GenPI.co - Anggota Komisi IV DPR, Luluk Nur Hamidah mengakui bahwa proses politik dalam pembuatan kebijakan terkait isu perempuan dan pekerja rumah tangga (PRT) cukup rumit.
Pasalnya, proses politik tak terlepas dari narasi-narasi besar dan ideologi yang sudah lebih dulu dipercaya oleh para politisi di parlemen.
Hal tersebut juga akan diperburuk oleh rasa empati yang jarang tumbuh, karena belum pernah mengalami sendiri suatu masalah.
“Para politisi terkadang tak paham bagaimana keringat harus diperam untuk mendapatkan sedikit uang bagi keluarga, termasuk apa yang dialami oleh PRT,” ujarnya dalam kegiatan Sambut Hari PRT Nasional Komnas Perempuan, Senin (14/2).

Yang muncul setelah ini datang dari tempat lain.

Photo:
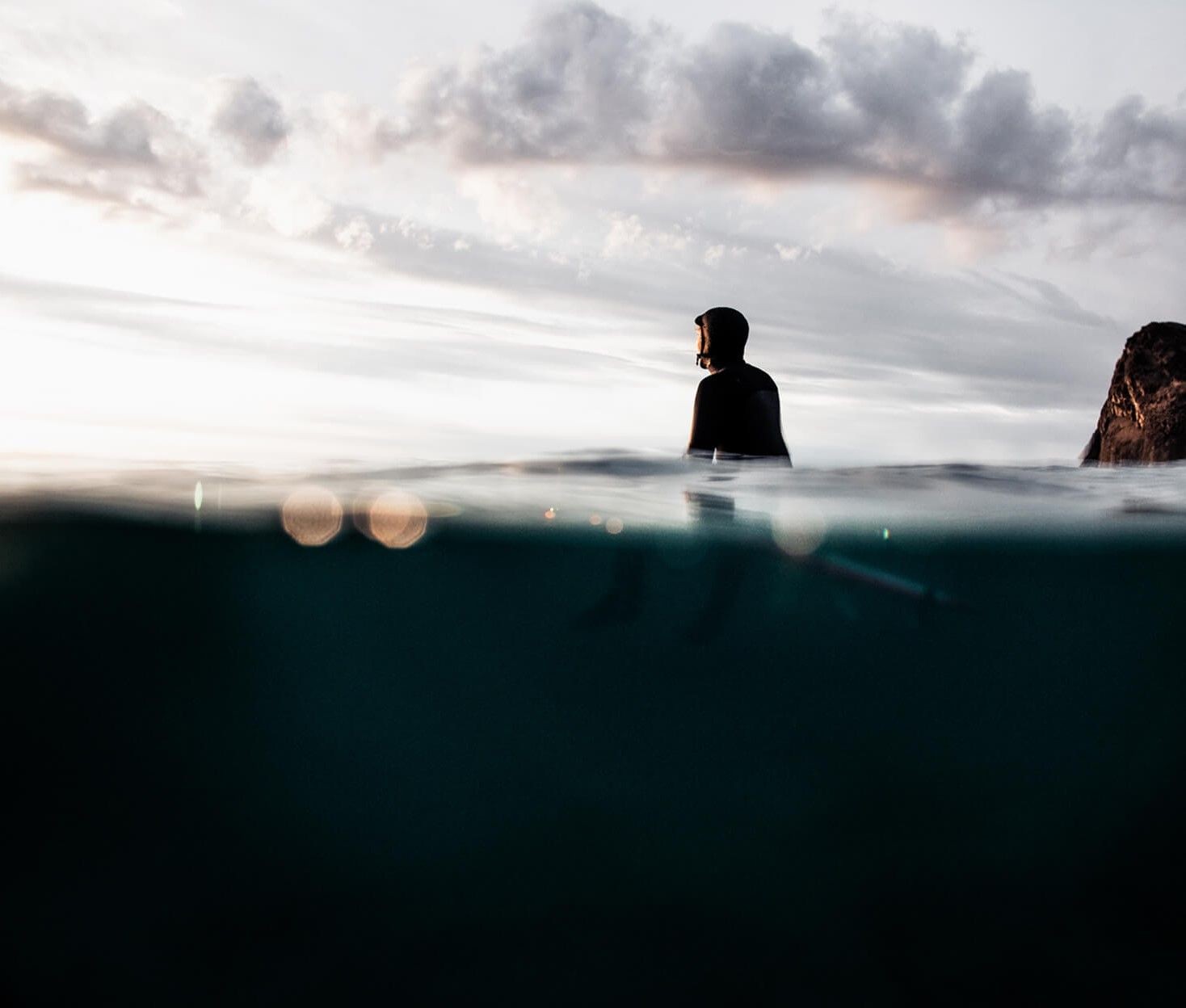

Luluk mengatakan bahwa data terkait jumlah kasus kekerasan dan korban tak memiliki kekuatan setinggi data elektoral.
“Meskipun data kasus kekerasan sudah dikeluarkan oleh ILO sekali pun, akan kalah penting dengan data elektoral,” katanya.
Hal tersebut tentu akan memengaruhi arah pengambilan kebijakan para politisi di parlemen.
“Para pengambil kebijakan seakan tak merasa dipaksa untuk mengambil kebijakan yang sebenarnya lebih esensial untuk masyarakat,” ungkapnya.
Lebih lanjut, Luluk menilai bahwa anggota parlemen tak melihat PRT sebagai salah satu bagian dari pihak kontributor pembangunan ekonomi.
Kondisi tersebut membuat peran dan kontribusi PRT tak dipuji dalam capaian-capaian pembangunan serta pertumbuhan ekonomi nasional.
“Para pengambil kebijakan lupa ada orang-orang yang membantu mereka untuk menjadi sukses seperti hari ini, karena karier mereka tak terganggu oleh pekerjaan domestik yang dilimpahkan ke PRT,” tuturnya. (*)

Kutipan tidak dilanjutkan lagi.